Posters of farming through the ages papered the other walls, along with kiddy artwork of the village duckpond, golden Guernseys in an emerald field, a dingy medieval ploughman, a combine harvester crayoned like a futuristic, bloodstained battle-tank. Behind the school piano hung a giant, dog-eared, calendar-like pad the size of a Sunday newspaper with verses of hymns printed large upon it. Cases and tables displayed cardboard farms with paper animals, model tractors, and old photographs of pre-First World War harvesting time. The whole school had been busy on a farm project, up until the war, the final war.
A few dead John Clare first years had been dragooned into class too. Twelve year olds; these were just a spit away from the oldest of the juniors, though to them that might once have seemed a giant spit.
Mitzi was presiding, with Miss Samuels slumped mori-bundly at her desk up front looking and smelling like a dead rock salmon. Since Mitzi knew nothing agricultural and the head teacher was no longer a fount of any sort of wisdom, Mitzi had invited Bert in to talk to the class of corpses.
Maybe something would penetrate – something familiar – to stir their expired, robotic minds. Continuity!

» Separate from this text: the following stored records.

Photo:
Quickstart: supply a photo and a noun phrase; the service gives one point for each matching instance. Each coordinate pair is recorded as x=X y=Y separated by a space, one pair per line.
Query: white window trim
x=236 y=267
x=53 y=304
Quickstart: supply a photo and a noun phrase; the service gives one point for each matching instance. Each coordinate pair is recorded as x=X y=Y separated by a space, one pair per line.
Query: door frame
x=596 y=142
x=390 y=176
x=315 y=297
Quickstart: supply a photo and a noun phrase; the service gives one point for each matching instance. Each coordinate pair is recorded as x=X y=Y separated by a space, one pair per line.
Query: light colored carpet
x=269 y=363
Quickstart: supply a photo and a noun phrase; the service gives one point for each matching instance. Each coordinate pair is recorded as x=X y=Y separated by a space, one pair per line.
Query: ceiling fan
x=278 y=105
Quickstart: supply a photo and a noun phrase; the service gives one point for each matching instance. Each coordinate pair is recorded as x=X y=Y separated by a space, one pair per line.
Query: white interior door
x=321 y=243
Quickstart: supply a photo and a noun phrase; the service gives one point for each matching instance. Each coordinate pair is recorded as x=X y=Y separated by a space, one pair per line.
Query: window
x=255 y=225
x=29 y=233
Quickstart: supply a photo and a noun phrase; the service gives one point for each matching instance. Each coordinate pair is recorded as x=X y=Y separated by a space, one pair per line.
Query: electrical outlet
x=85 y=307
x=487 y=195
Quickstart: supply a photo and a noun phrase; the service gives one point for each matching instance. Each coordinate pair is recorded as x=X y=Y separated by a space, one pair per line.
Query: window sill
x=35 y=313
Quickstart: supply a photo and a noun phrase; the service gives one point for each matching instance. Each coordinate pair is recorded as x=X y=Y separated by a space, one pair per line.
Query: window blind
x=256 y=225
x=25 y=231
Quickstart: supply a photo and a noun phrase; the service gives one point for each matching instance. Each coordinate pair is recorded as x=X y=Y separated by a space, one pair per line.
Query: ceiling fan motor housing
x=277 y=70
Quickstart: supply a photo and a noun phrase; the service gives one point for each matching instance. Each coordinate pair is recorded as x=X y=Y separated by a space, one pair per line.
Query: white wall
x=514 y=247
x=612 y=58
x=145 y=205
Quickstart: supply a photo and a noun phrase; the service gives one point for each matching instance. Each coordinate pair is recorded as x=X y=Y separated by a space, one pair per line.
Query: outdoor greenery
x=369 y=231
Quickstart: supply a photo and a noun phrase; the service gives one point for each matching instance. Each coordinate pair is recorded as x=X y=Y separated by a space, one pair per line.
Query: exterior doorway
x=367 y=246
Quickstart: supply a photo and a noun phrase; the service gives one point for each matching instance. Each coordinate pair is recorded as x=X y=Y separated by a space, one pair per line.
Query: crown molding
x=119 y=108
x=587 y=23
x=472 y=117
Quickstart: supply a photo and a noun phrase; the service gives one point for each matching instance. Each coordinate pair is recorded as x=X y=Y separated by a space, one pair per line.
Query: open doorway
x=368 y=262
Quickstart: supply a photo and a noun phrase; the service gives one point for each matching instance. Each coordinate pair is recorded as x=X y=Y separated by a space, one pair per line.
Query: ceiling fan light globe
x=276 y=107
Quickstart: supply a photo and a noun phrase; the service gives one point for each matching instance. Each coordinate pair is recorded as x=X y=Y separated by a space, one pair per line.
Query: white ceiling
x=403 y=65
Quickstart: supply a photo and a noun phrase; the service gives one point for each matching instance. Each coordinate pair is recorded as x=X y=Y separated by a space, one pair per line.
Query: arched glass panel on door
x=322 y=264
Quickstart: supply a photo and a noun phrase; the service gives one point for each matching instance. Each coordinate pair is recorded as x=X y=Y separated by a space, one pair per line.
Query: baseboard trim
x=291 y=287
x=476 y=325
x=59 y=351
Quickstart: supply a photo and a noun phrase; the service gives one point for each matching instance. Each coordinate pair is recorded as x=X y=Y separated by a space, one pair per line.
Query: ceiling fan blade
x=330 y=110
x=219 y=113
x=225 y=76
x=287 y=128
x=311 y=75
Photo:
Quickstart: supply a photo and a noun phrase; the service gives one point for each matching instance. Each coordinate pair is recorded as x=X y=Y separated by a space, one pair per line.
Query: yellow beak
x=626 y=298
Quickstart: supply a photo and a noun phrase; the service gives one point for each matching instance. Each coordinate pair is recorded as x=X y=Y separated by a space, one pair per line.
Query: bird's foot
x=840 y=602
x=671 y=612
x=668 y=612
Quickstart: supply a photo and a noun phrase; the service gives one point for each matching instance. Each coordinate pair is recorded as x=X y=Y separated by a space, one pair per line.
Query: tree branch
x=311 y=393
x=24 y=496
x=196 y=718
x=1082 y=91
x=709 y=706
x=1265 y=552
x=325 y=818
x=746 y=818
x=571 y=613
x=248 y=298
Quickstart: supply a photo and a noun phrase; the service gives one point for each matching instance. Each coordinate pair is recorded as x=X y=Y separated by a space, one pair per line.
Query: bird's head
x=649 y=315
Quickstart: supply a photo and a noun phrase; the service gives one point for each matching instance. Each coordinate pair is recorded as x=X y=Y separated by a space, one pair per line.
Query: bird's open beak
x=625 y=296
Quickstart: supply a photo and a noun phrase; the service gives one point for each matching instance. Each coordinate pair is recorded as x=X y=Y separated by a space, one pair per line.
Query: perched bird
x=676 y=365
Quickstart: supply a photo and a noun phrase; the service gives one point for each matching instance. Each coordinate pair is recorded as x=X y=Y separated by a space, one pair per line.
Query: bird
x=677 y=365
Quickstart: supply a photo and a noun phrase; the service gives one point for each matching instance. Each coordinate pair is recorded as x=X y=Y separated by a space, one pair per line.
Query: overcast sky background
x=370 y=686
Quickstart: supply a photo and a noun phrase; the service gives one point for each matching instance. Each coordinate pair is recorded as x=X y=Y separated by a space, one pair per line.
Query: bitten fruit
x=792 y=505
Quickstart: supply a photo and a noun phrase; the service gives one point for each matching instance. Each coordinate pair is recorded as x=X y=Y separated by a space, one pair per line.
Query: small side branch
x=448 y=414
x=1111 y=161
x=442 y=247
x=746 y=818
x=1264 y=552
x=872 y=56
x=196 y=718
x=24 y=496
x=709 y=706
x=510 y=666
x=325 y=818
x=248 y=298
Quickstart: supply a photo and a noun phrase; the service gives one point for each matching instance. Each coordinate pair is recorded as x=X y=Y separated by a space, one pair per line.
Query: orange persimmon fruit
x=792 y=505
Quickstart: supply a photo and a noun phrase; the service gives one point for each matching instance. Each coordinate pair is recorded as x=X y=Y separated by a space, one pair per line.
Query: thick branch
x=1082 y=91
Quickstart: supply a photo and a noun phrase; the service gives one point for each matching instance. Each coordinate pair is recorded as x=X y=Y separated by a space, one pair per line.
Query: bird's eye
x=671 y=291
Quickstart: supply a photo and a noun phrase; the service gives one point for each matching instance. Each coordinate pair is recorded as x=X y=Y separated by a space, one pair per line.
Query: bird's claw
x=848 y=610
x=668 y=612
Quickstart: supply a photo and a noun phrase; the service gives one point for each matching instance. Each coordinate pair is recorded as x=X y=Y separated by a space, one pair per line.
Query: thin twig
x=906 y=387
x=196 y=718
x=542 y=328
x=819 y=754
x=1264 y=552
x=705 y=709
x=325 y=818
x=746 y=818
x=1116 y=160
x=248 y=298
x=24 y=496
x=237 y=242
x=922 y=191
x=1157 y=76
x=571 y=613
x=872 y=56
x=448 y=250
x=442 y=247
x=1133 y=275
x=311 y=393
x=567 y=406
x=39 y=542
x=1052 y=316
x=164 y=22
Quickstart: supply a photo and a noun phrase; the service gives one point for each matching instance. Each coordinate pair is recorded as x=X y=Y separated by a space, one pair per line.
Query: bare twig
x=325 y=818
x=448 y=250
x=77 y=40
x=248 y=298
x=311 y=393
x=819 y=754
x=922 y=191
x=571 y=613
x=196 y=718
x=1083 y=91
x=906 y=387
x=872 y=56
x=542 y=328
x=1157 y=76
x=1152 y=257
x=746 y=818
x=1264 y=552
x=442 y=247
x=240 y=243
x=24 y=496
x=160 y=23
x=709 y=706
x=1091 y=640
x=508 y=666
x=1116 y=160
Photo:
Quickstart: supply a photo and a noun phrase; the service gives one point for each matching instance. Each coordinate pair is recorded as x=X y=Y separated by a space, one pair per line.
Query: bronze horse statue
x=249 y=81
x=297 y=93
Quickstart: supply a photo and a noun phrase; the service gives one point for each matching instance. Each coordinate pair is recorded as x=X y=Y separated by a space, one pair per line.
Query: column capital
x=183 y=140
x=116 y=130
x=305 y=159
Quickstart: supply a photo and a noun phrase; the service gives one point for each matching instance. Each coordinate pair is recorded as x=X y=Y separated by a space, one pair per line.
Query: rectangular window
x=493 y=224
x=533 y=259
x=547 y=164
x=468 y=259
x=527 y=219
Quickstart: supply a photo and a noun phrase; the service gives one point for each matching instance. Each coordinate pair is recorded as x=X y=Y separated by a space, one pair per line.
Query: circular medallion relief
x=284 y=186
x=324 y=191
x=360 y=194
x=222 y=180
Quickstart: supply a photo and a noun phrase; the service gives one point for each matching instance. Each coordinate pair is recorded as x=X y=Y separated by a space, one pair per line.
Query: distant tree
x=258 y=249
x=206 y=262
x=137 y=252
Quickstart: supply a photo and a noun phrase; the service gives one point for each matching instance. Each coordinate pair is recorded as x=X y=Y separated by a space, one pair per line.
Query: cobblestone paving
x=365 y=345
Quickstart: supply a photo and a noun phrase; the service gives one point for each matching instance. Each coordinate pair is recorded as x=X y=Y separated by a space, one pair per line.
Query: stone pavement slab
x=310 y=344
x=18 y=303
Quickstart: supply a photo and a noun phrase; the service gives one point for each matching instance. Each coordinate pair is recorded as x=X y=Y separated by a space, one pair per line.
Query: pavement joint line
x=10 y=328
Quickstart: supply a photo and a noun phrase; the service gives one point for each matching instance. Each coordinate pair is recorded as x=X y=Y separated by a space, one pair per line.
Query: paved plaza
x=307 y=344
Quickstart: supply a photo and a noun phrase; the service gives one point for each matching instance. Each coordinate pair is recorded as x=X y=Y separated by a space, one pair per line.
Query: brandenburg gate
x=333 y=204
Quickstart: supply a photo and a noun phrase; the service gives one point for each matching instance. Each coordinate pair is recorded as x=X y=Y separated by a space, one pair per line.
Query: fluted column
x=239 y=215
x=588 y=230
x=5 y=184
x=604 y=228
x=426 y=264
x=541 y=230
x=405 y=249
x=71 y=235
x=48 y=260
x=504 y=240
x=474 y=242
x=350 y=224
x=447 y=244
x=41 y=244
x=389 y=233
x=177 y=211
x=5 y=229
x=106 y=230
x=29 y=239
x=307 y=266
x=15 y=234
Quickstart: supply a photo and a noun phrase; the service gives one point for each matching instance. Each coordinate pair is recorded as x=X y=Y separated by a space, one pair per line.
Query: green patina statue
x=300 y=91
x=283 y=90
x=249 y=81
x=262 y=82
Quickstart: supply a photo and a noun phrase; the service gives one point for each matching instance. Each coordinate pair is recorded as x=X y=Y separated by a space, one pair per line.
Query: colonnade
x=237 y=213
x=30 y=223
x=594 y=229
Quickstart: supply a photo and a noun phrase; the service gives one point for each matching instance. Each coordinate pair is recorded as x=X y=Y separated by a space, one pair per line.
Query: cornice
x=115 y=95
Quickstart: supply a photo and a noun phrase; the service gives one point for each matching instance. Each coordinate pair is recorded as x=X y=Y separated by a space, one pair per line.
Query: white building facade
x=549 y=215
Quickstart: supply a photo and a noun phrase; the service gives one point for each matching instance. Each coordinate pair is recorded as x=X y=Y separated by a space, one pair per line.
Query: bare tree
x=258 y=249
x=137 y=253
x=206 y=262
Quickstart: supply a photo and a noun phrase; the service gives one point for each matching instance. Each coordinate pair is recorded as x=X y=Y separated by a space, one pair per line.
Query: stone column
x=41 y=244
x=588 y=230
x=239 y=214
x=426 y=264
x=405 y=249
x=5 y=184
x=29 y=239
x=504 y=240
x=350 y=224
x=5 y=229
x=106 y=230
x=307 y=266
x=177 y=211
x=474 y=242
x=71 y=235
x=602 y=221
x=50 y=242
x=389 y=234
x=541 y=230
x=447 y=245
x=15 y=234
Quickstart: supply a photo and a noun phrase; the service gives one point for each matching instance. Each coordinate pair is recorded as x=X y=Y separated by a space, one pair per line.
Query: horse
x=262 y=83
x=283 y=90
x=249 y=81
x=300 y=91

Bert wasn’t exactly an organized talker working to any plan, and his audience had brain-rot besides tics and palsies. The glassy-eyed, festering kids seemed half comatose, half deranged. But once he got launched, Bert spoke with a muted passion which suggested that he was mainly talking to himself, rehearsing something which was preying on his own mind. He’d never been q
uite so garrulous as chairman of the committee. Perhaps now he had the ideal audience to bounce his thoughts off, an audience of dummies; and after a while Mitzi cottoned on.
“…In my own Dad’s or Grandad’s day all you children would have had to do farm work, you see? In May or June you’d have been hand-weeding the corn and scaring off birds, and later on you’d be gleaning and threshing grass against hurdles to get the seed for replanting. In the old days we didn’t have tractors and combines or weedkillers and fertilizers, right? To make hay you used scythes and handrakes and pitchforks. You started off as a raker, then a pitcher of sheaves, then you had to learn to load on to a wagon, swan-back so the stuff wouldn’t fall off, and only after years’ experience could you be trusted to build a rick….
“Those old-fashioned stooks and ricks were a lot better at drying what you’d cut. With combining there’s a lot more moisture left in the grain. That’s why you see grain-driers and storage bins on farms these days. The seed merchants won’t take the stuff straight off….
“Talking of hay, grass is the crop that Britain grows best. I mean naturally best, without using chemicals and stuff. You know all that ridgy land down along the valley? Them fields like corrugated roofs?”
Mitzi wondered what valley; then decided he must be meaning the area in between Melfort and Hobby Hill.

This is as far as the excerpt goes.